4. Пульс-оксиметрия. Насыщение крови кислородом можно определить неинвазивным способом, используя эффект светопоглощения. Датчик прибора (фотоэлемент) прикладывают к пальцу, мочке уха или носу. Благодаря своей простоте метод широко используется для диагностики гипоксемии.

5. Газы артериальной крови. Регулярное измерение pH, pCO2 и pO2 артериальной крови дает наиболее полное представление о вентиляции, оксигенации и кислотно-щелочном равновесии. Особенно важно проводить эти измерения при любых резких изменениях дыхания.
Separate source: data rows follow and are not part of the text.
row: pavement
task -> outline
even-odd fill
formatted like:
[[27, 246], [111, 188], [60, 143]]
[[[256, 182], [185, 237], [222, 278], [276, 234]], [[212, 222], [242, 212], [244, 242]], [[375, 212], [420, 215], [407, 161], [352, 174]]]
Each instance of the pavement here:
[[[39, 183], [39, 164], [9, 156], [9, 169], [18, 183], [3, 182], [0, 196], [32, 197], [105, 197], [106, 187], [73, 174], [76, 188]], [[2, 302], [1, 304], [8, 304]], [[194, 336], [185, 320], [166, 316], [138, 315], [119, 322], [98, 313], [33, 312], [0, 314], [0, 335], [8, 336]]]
Б. Обезболивание. Боль, которую испытывают больные после травм и хирургических вмешательств на брюшной и грудной полости, затрудняет дыхание и может послужить причиной ателектаза или пневмонии. Назначение обезболивающих средств — наркотических анальгетиков и НПВС — способствует появлению продуктивного кашля, облегчает дыхательные движения и ускоряет реабилитацию больного (позволяет двигаться в постели, начать ходить). Следует помнить, что передозировка наркотических анальгетиков вызывает сонливость и угнетение дыхательного центра. Для правильного выбора дозы нужно регулярно осматривать больного.

В. Дыхательная гимнастика проводится под наблюдением медицинского персонала с помощью спиротренажеров. Больного подбадривают, предлагают дышать как можно глубже. Задержка дыхания на высоте вдоха на 5—10 с способствует расправлению спавшихся альвеол. Если с помощью спиротренажера достичь нормального дыхательного объема не удается, существует угроза острой дыхательной недостаточности.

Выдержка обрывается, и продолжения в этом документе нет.